Oil edges towards $111
Brent crude edged up towards $111 a barrel today after a four-day decline spurred by worries over a fragile global economy, with supply risks supporting prices as violence in the Middle East intensified.
Brent lost 4 per cent last week and may stretch losses to a second straight month in October amid global economic uncertainty. But growing violence in parts of the Middle East, which supplies a third of the world's oil, has helped counter concerns over weaker fuel demand.
Also supporting oil prices, along with a softer dollar versus the euro, are delays in the restart of both a major Canadian crude oil pipeline to the United States and the North Sea Buzzard oilfield.
Brent crude for December delivery had risen 0.5 per cent to $110.61 per barrel by 7.30am (Irish time), recovering from a session low of $109.47, its weakest since October 4th.
US oil was up 0.4 per cent at $90.47, also bouncing back from an intraday trough of $89.49.
Brent crude's premium to West Texas Intermediate futures, measured between December contracts, narrowed to around $20 from more than $24 last week, the widest in a year.
"We continue to have the same push and pull factors. The demand outlook remains weak, but geopolitics remains the wild card," said Victor Shum, managing director for downstream energy consulting at IHS Purvin and Gertz.
Investors were also buying back oil after prices fell over the past four sessions, said Ken Hasegawa, commodity sales manager with Newedge in Tokyo.
Shum and Hasegawa agreed that weaker demand prospects should weigh on prices over the next two months given that top exporter Saudi Arabia has made good on its pledges to keep the oil market well supplied.
"There's no shortage at the moment. From a fundamental point of view, Brent should soften to around $100," said Hasegawa.

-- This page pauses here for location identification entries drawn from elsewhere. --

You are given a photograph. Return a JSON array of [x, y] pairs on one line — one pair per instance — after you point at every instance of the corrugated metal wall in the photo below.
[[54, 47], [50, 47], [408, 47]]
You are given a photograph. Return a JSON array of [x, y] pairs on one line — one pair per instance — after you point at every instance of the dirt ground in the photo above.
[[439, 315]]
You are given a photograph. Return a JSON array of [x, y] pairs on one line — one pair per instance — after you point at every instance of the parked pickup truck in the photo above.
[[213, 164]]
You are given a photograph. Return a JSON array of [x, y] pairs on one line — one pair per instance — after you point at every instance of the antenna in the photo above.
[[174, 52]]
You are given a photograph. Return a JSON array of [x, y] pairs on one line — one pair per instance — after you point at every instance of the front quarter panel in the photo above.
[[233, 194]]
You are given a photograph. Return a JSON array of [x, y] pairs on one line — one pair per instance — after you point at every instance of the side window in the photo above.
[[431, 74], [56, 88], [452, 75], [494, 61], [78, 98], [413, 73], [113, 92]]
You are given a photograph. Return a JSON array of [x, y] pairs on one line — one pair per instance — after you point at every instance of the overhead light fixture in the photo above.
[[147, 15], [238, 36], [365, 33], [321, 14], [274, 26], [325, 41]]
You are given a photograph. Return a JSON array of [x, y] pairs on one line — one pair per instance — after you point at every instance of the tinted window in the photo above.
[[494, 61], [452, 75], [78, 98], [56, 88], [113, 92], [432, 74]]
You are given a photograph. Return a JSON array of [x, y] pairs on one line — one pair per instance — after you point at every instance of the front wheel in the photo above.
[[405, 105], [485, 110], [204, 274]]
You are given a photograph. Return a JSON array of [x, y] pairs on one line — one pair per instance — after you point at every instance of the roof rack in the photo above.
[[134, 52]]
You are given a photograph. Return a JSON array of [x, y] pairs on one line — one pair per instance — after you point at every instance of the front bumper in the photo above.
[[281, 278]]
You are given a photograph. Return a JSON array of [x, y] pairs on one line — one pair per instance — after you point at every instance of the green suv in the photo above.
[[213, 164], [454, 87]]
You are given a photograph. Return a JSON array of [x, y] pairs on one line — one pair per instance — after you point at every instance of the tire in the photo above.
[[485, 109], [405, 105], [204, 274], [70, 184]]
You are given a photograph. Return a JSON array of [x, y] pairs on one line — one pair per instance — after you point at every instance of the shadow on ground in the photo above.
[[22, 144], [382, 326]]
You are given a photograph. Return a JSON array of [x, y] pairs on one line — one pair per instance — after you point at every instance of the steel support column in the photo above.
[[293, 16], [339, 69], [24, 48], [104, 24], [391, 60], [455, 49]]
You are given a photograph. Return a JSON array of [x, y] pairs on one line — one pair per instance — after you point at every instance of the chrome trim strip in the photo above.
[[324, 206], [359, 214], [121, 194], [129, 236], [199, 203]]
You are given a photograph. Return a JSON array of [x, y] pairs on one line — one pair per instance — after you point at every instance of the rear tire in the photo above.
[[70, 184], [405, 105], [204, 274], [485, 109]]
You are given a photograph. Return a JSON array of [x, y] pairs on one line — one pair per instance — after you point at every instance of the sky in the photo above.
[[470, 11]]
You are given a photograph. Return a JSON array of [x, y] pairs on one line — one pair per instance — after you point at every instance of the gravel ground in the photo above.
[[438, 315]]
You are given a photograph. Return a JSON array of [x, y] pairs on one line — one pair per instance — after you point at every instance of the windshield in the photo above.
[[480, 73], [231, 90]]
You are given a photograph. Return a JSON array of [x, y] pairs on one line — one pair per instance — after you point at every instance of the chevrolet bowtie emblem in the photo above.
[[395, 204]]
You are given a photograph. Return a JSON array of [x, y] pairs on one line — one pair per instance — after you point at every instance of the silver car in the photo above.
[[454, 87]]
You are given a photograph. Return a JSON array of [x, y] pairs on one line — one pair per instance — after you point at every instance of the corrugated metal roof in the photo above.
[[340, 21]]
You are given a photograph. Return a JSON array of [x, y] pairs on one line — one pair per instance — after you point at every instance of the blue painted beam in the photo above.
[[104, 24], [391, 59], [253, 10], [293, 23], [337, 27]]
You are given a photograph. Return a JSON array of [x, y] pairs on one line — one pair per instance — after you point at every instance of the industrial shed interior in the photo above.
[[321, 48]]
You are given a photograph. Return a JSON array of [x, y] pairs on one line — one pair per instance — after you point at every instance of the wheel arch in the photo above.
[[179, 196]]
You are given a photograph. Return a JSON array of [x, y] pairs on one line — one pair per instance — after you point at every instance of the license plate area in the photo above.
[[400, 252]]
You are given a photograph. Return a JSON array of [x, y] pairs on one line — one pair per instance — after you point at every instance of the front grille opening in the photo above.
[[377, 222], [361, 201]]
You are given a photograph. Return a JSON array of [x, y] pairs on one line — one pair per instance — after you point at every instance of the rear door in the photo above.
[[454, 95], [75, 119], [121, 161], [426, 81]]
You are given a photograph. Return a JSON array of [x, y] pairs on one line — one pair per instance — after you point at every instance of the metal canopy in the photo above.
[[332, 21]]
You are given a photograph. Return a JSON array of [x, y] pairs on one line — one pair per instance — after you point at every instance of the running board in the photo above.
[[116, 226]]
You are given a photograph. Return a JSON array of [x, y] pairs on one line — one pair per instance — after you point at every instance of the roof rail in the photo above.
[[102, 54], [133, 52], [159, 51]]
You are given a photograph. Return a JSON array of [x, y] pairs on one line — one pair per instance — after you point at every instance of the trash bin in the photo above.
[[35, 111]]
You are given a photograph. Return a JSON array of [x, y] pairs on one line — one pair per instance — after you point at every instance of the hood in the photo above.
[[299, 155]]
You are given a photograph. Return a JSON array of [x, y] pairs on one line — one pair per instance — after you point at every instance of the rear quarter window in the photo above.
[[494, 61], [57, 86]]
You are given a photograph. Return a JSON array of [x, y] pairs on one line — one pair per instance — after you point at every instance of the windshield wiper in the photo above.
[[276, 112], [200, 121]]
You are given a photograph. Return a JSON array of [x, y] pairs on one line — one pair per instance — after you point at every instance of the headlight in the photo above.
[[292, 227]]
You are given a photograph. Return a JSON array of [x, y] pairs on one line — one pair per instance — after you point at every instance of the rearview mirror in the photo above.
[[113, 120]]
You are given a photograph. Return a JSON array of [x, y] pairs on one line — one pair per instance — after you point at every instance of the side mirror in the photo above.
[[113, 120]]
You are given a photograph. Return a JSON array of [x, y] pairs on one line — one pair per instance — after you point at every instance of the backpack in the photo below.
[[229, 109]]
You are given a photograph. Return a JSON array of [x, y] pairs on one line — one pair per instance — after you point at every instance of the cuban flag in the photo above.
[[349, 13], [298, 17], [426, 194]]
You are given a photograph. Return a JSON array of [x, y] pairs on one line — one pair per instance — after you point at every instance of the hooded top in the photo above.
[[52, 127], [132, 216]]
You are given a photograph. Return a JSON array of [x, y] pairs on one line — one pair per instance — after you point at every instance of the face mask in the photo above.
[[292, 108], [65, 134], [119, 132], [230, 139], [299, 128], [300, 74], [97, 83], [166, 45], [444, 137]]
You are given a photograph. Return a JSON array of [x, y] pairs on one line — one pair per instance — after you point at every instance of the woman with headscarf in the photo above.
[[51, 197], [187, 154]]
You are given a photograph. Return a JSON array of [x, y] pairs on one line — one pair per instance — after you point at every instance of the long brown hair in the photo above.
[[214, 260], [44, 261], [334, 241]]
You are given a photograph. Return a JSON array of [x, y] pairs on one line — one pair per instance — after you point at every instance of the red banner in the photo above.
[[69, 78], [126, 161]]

While recent employment and housing data from top oil user the United States have been relatively upbeat, the economy of China is, at best, on a tepid road to recovery, while Europe remains mired in a nagging debt crisis.
The Chinese economy could stage a feeble rebound in the fourth quarter on higher public infrastructure spending, although growth will remain lethargic through 2013, a Reuters poll of economists showed.
Tensions surrounding Syria continued to put oil investors on edge and support prices, with fears that the violence could spread to other nations in the Middle East.
The state funeral in Beirut of an assassinated Lebanese intelligence chief ended in violence yesterday as angry mourners broke away and tried to storm the offices of Prime Minister Najib Mikati, feeding into a growing political crisis in Lebanon linked to the civil war in neighbouring Syria.
The Middle East tensions, along with the possibility that China could apply some stimulus to boost its economy, may help oil prices rebound between now and the end of the year, said Ben Le Brun, market analyst at OptionsXpress in Sydney.
"I think those are going to be factors that largely should support oil prices going into Christmas. I'm looking for a trend up towards $120 for Brent and $100 for WTI," said Le Brun, also citing the positive impact of the ongoing bond-buying programme by the Federal Reserve to boost liquidity.